The Utah Department of Transportation reported several crashes and stalled vehicles throughout the evening on I-15 in the area of Cove Fort, near the I-70 interchange. At one point, UDOT said the backup caused delays of three hours.
Chris and Katie Rasmussen were headed to Las Vegas from their home in Wyoming when they hit the backup. They said everything had been clear up to that point.
"It's taken us two hours and 15 minutes to go 6 miles," Chris Rasmussen said as he sat in the passenger seat while his wife drove.
At some points during the massive backup, he said they just sat there and didn't move for half an hour. They were originally planning to be in Vegas by 9 p.m. Instead, at 8 p.m., they were traveling a few miles an hour, 250 miles away.
"We were hoping to not have to drive too much in the dark. So then when we hit it, we're like, ah, man! It's getting dark now, and we're hitting the icy roads," Chris Rasmussen said. Katie Rasmussen said that originally the backup estimate was 14 minutes — not two hours.

Derek Anderson said he took off from Bountiful around 12:30 p.m., renting a car in Salt Lake City to drive to California after Southwest Airlines canceled their flights.
He said they spent two hours not moving at all on I-15 and didn't make it to Las Vegas until 10 p.m.
Amber Sundown Clayton also became stopped in the traffic. She said that they were at a standstill for so long that kids in other cars got out to play in the snow and people took their dogs for walks.
Daytona Ciarus and his father Jerad Ciarus were driving a semitruck from Salina back home to Cedar City after making deliveries for work. Daytona Ciarus said they didn't make it far from I-70 before hitting problems on southbound I-15. They saw four or five semitrucks stuck while trying to make it up the icy hill.
"There was a truck that had actually, his trailer had gone off the side of the road," Daytona Ciarus recounted. "And it looked like it was going to tip over, but the tractor was still on the road."
They were soon to follow.

"We got stuck," he said, with a laugh. "It was not very fun. And we were stuck for a good hour, and then we were trying to get our chains on."
After getting the chains on the truck and semitractor-trailer, they took off but were soon stopped again. They said another semitruck without chains became stuck in the right lane. While passing that truck, Daytona Ciarus got stuck in the middle lane. The chains had come off.
They finally got going again and made it home more than two-and-a-half hours late.
While speaking on a Zoom call to KSL-TV in the backup, the Rasmussens pointed the phone toward the windshield as a semitruck struggled to make it uphill.

"This semi here is coming up the hill, and you see how slow he's going because he's spinning out," Chris Rasmussen explained.

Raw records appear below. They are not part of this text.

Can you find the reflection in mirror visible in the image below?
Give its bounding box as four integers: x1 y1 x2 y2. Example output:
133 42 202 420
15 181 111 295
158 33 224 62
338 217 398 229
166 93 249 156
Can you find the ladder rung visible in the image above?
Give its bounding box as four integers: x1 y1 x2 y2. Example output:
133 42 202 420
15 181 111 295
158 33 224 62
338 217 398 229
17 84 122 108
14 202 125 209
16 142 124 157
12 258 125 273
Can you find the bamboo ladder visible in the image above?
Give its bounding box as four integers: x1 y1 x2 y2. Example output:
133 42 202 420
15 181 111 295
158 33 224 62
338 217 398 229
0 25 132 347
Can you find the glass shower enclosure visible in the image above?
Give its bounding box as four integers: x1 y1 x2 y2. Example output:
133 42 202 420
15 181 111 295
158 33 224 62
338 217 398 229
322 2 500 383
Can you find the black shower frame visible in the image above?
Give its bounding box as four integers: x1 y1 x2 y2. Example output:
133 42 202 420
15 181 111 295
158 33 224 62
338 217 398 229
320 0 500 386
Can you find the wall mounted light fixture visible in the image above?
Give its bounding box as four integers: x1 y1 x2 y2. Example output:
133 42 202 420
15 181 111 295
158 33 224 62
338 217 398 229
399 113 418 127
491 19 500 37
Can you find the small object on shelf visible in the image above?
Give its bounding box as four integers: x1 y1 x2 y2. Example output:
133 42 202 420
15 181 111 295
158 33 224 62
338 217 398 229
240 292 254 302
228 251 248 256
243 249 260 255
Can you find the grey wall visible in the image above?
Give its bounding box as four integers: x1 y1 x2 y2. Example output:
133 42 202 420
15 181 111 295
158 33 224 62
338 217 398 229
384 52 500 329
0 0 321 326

The semitruck eventually stopped and became stuck. "We've seen ones with like their tires were actually smoking, they were trying so hard to go up the hills," Katie Rasmussen said.
The couple knew they wouldn't make it to Las Vegas and tried pulling off into Beaver for the night but said a lot of other travelers had done the same thing. They had to continue on to St. George and planned to get a hotel room, then finish the drive to Las Vegas in the morning.
"Luckily going to Vegas, that's the warm area," Chris Rasmussen said, chuckling. "So, we get out of the snow and the ice."